Edit, the author, Robin Sloan, is a fiction writer. That's... a little disappointing, but still it was a wonderful story.

I think it would be pretty clear it was fiction, based on the outro talking about the author's fictional works or the lack of introduction of the perspective character and their name, history, location; those are the sorts of things you include in human interest pieces that are written similarly.
I agree it was a good story, but I became skeptical when I could not find the music (or any reference to it, or the composers) on-line.

It should have somehow been tagged as fiction.

> We commissioned this new short story from Robin as a little love-letter and thank-you to the city and people...

Sure, it's right at the bottom, and "short story" is not entirely unambiguous, but I think most people would commonly use that phrase to refer to a work of fiction. I think I would have enjoyed it just as much if I'd known it was fiction from the start, but making that too obvious at the beginning may have removed a little of the charm.

The synth itself is real, however. Here's a video of someone much younger than Maisie making noises with it... https://www.synthtopia.com/content/2016/05/21/modular-synth-...

What a wonderful story, certainly brought a tear to the eye and a smile to my face.

Thanks for posting o/

_Great_ site! It uses web audio to create a tunable synthesizer with delay, attack, release, and other config options.

Great story too!

I'm a bit bewildered by this story.

First of all, this machine seems to be polyphonic - it can play many voices simultaneously. I think the big Moogs (like TONTO, i.e. Cecil and Margouleff) were polyphonic; but this doesn't sound like a Moog (Moogs weren't red).

Secondly, the writer speaks of a "patch" that plays itself. In my day, a "patch" was a configuration of cables connecting oscillators, filters, modulators and an envelope-shaper together; the patch defined a single sound, not a melody.

The analogue synth I played with was an EMS VCS3. It belonged to the electronics lab at school. The patch cables were replaced with a patchboard, a grid connecting rows of inputs to columns of outputs using pins. You could stick a card overlay to the patchboard, and make holes where the pins were supposed to go, if you wanted to reproduce a specific patch.

If you wanted a melody, you could buy an add-on keyboard and sequencer; but the electronics lab didn't splash out.

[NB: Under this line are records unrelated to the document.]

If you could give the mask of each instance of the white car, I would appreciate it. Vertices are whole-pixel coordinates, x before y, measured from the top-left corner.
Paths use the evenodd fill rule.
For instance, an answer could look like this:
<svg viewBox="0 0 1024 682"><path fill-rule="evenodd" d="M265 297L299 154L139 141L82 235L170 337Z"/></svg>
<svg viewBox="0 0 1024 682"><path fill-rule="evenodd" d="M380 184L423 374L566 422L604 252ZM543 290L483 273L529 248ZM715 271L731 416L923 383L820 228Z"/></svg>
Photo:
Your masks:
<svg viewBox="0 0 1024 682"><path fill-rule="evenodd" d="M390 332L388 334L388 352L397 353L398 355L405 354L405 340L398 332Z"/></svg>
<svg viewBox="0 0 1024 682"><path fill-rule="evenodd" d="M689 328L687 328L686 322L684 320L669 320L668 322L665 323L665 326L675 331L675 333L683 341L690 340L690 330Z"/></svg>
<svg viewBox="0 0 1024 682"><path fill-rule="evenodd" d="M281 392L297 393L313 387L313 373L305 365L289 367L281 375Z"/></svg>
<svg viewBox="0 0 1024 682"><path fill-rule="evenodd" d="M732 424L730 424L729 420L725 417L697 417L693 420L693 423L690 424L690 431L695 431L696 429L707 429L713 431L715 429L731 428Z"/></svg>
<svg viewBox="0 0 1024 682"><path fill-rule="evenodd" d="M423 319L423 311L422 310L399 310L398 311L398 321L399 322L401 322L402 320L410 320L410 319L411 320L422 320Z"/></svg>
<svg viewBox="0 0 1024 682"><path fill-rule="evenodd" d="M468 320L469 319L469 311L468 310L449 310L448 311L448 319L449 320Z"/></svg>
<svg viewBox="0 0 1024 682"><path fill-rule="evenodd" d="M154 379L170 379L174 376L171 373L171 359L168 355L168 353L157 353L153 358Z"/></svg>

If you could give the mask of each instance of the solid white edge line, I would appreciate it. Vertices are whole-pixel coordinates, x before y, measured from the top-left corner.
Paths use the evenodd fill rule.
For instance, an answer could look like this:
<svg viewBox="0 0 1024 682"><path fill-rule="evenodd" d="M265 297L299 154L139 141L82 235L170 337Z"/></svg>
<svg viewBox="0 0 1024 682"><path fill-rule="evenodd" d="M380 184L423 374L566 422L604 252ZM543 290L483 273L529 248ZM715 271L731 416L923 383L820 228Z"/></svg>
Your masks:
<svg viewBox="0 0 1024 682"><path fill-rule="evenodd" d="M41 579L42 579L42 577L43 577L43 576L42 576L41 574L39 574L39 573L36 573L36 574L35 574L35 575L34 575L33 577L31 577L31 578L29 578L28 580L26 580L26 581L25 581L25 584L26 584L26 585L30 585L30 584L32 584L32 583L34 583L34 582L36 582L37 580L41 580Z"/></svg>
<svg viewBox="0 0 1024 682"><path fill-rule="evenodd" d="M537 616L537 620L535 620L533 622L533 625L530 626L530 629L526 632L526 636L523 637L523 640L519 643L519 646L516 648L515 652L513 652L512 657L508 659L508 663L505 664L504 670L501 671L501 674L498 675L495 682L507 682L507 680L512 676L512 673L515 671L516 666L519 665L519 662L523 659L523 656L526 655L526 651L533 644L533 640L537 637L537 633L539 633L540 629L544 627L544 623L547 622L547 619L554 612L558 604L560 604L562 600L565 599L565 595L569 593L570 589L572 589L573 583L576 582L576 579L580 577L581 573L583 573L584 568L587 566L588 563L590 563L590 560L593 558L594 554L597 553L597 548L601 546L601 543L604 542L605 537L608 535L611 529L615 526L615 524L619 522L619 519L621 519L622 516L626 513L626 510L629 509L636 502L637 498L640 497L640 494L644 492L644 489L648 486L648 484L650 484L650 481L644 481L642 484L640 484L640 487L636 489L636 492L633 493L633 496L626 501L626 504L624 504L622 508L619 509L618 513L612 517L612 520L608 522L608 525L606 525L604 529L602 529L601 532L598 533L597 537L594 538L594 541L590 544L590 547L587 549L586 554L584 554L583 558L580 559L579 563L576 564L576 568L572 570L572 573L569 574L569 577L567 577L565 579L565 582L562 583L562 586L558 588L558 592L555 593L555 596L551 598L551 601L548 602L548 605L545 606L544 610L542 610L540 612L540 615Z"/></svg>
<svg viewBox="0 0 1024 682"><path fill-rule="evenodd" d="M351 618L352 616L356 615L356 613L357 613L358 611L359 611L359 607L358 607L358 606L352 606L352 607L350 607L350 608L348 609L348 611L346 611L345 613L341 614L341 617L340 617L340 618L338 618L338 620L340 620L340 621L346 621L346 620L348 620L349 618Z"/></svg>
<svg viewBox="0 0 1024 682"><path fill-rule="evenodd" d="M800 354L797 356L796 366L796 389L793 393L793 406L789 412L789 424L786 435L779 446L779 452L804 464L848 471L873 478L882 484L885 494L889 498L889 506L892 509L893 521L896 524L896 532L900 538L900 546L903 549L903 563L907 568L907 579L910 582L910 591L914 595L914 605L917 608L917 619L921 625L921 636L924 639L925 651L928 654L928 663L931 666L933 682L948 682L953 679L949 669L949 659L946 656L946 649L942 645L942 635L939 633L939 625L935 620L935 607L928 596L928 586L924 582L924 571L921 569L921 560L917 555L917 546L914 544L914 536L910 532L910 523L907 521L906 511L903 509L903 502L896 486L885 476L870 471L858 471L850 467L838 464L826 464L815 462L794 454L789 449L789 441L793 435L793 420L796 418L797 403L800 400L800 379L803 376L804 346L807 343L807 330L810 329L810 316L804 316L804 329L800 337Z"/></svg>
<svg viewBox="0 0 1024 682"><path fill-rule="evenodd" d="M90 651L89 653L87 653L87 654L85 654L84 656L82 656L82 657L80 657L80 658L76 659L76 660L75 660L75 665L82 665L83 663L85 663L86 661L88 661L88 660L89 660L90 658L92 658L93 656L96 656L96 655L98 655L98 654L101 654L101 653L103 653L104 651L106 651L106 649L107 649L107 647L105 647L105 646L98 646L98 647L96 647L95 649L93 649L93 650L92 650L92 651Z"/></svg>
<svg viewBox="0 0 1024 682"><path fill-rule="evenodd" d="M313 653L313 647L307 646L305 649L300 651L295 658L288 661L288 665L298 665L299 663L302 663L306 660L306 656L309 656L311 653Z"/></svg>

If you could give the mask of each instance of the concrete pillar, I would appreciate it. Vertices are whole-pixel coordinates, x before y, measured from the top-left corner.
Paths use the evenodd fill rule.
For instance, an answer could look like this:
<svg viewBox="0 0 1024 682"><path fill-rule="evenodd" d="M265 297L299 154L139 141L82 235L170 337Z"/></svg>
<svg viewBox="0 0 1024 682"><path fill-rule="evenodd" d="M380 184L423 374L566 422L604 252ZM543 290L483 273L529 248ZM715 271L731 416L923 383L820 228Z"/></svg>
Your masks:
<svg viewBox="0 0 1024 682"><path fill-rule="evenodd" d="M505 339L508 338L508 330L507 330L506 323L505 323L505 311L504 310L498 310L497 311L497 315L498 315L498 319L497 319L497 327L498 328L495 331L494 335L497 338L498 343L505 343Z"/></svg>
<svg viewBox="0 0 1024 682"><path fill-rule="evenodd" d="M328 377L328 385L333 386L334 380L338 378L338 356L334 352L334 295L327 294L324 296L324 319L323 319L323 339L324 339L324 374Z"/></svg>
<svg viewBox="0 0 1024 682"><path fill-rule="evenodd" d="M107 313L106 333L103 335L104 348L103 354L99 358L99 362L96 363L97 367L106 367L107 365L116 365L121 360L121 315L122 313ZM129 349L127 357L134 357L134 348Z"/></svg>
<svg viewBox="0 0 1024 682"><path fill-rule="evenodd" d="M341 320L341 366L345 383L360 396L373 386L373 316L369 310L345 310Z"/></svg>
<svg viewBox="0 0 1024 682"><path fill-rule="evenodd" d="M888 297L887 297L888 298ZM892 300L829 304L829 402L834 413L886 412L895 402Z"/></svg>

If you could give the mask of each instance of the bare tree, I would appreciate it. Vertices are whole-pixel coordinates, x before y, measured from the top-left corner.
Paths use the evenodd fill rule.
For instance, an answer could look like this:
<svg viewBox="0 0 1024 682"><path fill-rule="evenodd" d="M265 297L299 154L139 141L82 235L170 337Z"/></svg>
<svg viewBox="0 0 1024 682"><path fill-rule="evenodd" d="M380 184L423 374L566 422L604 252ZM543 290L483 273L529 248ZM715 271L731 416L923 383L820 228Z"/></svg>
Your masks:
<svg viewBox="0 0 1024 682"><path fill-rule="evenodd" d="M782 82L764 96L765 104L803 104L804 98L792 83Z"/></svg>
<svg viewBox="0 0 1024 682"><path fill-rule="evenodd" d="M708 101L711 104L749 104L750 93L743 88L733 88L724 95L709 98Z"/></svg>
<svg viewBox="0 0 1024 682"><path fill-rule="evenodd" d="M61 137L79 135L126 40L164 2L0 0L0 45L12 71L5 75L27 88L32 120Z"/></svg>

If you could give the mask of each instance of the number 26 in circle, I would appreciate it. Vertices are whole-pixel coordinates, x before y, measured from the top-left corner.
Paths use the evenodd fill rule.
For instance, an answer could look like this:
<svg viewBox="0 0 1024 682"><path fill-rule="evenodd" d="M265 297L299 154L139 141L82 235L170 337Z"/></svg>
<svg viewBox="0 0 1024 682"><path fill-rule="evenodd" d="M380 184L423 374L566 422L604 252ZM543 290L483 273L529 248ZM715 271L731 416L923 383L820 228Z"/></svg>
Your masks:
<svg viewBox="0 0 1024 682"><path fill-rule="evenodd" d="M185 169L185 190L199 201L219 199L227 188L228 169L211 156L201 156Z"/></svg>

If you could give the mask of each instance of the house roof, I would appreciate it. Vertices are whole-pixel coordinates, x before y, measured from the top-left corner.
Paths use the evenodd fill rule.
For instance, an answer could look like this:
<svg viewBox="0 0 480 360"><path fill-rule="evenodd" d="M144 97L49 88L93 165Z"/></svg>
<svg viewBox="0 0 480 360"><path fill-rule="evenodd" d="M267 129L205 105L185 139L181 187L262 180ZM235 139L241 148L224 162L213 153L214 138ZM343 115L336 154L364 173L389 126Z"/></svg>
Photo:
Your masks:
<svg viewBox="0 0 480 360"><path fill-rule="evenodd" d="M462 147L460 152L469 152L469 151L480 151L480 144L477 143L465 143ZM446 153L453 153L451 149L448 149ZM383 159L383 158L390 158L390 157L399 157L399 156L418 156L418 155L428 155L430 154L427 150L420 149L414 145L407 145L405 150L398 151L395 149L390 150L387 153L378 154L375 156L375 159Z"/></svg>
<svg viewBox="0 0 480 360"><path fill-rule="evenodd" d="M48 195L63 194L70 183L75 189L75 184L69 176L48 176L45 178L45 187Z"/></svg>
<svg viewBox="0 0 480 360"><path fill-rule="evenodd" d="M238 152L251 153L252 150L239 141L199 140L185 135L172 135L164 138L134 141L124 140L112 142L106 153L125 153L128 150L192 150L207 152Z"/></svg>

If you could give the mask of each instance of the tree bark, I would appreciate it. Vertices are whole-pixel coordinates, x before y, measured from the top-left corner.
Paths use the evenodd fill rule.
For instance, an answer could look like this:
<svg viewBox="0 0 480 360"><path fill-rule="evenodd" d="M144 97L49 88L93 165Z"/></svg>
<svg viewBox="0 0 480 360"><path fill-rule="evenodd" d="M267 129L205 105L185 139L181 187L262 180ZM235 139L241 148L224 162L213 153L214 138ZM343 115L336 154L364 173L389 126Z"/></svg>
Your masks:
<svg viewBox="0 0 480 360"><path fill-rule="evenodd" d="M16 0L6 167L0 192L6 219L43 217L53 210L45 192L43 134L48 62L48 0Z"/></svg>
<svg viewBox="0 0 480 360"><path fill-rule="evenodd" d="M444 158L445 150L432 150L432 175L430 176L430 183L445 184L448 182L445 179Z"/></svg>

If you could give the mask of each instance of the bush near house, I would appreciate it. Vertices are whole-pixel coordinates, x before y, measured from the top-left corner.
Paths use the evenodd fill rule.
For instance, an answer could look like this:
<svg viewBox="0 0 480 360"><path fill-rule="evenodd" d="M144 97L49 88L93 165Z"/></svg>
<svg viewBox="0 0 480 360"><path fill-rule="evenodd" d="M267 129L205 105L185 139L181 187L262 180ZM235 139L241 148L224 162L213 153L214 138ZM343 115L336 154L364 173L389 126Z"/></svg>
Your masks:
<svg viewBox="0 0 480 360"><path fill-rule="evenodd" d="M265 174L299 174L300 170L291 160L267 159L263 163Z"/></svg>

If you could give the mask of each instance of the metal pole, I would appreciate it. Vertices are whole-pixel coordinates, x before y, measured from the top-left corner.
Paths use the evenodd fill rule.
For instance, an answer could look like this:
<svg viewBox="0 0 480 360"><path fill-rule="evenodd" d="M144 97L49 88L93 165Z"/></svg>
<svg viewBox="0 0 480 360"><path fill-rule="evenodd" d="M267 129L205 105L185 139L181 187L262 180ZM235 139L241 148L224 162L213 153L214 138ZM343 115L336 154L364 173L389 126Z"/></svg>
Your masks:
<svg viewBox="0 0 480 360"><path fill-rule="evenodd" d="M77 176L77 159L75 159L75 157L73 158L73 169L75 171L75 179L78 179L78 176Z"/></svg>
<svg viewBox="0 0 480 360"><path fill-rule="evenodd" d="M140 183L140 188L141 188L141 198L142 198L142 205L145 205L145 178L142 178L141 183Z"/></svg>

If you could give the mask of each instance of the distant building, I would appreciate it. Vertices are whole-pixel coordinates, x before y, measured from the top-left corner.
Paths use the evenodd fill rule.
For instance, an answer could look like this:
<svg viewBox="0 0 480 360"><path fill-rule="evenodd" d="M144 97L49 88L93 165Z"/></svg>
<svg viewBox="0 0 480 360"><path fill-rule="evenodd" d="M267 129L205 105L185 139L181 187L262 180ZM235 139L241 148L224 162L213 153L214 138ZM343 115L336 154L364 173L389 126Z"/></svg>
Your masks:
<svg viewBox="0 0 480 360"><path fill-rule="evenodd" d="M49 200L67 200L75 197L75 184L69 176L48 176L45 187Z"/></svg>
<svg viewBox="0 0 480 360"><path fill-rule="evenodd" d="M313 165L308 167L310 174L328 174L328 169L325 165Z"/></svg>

A sequence stored in the sequencer was NOT referred to as a "patch".

I spent many hours tinkering with this thing. It didn't matter that it had no keyboard; I was no musician. The VCS3, like most VC synths, wasn't very stable, and wasn't much used live. The Who used one for the Live At Leeds album, and Hawkwind used the VCS3 (but with no keyboard, so the instability didn't matter; they used it to make all sorts of bleeps and whistles). I think Gong also used a VCS3, also without a keyboard.

This machine was often out of service for repairs; people would try to use it as an effects processor, and would plug an electric guitar into it. That would fry the circuitry, and the school would have to buy replacement modules. You could use it as an effects processor, but not with electric guitars.

A “patch” could also include a wire to an an external sequencer or arpeggiator, and in this way would include a “melody”. This is trivially easy to do in a software synth, but also perfectly possible in an original “patch”.
The article makes it sound as if just switching the machine on with the right patch configured, gives you a polyphonic composition.

Even if you patch-in a sequencer, the patch doesn't include the sequence. You couldn't use patch cords to determine the melody.

Also, I think that back in the analogue synth days, you couldn't get a sequencer that stored multiple parts; one sequencer, one part. Also storage was limited; you couldn't sequence more than a few lines of music.

Maybe I remember wrong; I didn't get to mess with sequencers.

As pointed out in sibling posts, it is a (very charming, IMHO) work of fiction, and as such the librarian could be considered an unreliable narrator rather than a fact-checking journalist. A little artistic licence goes a long way and although it may not be exactly how modular synths commonly work I think it was a nice literary device to build wonder around what the machine can do.